Effects of branching position of alkyl side chains on ordering structure and charge transport property in thienothiophenedione- and quinacridone-based semiconducting polymers

To investigate the effect of the branching position of the alkyl groups on the side chain of semiconducting polymers, we synthesized two series of semiconducting polymers based on thienothiophene-2,5-dione (PTTD4Ts) and quinacridone (PQA2Ts). 2-Decyltetradecyl, 3-decylpentadecyl, 4-decylhexadecyl, and 5-decylheptadecyl groups were used, and the branching position was systematically varied from the second carbon from the backbone to the fifth carbon. These branched side chains are introduced into the thiophene ring for PTTD4Ts and the quinacridone unit for PQA2Ts. The polymer thin films exhibited small but clear differences in their optical absorption spectra, suggesting that the intermolecular interaction in the solid state varied based on the branching position. The grazing incident X-ray diffraction study revealed that the π-π stacking d-spacing of both polymers decreased when the branching position was moved away from the backbones, indicating that the intermolecular interaction was enhanced.
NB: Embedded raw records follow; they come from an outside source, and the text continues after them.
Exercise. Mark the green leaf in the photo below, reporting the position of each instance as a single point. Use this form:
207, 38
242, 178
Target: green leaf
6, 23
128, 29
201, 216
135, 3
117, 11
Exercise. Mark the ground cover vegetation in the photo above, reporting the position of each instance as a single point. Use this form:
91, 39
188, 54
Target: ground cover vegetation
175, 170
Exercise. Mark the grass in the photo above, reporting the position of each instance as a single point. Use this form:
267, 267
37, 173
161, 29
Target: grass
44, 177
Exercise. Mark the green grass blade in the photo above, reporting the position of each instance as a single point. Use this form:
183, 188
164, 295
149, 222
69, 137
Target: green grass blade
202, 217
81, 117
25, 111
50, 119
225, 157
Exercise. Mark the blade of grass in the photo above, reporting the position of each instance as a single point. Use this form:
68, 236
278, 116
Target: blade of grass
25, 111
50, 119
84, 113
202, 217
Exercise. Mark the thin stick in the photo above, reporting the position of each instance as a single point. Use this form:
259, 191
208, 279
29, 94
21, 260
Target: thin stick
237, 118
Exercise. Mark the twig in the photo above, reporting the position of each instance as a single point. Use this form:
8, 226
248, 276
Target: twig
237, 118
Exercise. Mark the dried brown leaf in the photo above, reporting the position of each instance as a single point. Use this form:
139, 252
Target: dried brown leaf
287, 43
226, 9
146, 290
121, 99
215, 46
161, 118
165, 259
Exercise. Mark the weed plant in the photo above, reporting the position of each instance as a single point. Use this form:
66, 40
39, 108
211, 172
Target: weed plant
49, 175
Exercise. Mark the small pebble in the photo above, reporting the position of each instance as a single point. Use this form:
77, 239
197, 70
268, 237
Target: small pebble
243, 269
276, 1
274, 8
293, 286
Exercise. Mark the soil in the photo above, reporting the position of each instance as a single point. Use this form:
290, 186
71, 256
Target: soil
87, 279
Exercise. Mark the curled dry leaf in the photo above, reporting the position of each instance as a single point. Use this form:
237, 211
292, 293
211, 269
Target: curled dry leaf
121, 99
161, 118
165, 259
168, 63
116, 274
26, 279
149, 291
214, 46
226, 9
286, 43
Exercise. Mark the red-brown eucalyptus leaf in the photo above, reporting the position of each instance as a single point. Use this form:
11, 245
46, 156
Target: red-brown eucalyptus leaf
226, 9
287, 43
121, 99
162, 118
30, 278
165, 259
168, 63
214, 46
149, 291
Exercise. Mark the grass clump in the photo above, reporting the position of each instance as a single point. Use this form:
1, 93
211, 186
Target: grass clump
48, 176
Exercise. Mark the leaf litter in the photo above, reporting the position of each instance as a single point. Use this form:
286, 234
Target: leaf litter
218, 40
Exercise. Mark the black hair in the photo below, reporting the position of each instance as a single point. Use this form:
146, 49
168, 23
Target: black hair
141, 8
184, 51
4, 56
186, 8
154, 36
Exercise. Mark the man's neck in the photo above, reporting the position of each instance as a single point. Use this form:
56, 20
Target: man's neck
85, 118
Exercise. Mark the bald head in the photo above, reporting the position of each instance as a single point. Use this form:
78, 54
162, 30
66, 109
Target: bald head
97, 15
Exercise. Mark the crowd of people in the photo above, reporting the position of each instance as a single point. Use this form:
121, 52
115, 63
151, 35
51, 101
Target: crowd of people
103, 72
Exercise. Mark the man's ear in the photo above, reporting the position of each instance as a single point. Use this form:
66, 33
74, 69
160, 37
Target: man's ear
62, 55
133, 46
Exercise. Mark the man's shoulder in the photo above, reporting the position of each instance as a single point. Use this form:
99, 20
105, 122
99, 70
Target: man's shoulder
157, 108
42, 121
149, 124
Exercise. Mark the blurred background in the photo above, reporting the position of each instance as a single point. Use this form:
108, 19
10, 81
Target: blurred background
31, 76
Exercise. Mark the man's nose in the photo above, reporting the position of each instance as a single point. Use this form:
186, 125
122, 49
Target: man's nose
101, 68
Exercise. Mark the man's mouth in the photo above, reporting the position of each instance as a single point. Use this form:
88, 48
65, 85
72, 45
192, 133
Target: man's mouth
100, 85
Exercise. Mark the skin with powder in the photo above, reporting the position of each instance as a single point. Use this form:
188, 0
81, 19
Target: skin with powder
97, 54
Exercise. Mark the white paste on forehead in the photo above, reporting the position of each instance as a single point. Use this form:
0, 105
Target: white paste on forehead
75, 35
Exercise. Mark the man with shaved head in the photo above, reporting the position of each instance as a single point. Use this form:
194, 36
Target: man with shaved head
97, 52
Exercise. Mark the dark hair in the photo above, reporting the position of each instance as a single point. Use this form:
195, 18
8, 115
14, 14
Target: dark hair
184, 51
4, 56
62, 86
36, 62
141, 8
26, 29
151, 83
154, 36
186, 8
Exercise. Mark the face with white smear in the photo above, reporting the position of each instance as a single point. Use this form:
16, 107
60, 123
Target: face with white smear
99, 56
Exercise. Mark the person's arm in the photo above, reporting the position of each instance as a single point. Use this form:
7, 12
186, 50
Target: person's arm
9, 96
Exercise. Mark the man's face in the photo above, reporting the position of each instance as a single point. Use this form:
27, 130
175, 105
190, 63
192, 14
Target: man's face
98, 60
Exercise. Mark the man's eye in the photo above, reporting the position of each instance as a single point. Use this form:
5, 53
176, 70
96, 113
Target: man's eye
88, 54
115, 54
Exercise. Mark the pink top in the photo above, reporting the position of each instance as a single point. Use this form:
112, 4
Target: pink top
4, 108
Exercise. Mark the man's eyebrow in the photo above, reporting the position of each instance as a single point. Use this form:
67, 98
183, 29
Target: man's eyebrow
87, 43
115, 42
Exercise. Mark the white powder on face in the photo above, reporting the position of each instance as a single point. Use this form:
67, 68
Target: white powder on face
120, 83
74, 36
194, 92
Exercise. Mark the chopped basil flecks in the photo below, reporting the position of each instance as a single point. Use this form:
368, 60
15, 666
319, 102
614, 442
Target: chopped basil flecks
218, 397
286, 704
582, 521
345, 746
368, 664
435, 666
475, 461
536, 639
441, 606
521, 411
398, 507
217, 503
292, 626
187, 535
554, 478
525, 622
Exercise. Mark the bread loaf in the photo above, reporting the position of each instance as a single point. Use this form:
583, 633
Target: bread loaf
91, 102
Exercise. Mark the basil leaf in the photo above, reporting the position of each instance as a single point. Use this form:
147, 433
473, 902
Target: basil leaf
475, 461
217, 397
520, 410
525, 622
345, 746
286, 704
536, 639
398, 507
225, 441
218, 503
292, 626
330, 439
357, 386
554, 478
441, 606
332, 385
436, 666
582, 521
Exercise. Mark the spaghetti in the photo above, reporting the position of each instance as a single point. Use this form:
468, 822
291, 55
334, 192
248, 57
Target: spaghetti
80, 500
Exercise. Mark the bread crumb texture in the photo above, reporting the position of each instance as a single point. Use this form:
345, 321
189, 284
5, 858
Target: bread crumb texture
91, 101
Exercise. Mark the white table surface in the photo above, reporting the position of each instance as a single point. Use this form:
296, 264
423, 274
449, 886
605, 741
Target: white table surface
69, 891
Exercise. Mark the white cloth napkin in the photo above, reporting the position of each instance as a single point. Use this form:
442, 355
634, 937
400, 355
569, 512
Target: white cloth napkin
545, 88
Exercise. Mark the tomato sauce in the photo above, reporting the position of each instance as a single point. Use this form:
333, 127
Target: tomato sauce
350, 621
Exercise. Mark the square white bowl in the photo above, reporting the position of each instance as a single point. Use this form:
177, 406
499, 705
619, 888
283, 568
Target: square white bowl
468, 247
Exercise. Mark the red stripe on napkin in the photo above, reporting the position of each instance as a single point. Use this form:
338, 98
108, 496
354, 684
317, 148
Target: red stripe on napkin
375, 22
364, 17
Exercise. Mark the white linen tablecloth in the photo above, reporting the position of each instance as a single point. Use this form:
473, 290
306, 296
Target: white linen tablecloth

Therefore, regardless of the core where the alkyl groups were introduced, the branching position effectively improved the ordering structure of the polymers, which was most likely due to suppressed steric hindrance. Although PTTD4Ts did not exhibit a clear correlation between the branching position and charge carrier mobility, the mobility of PQA2Ts gradually increased as the branching position moved away from the backbone.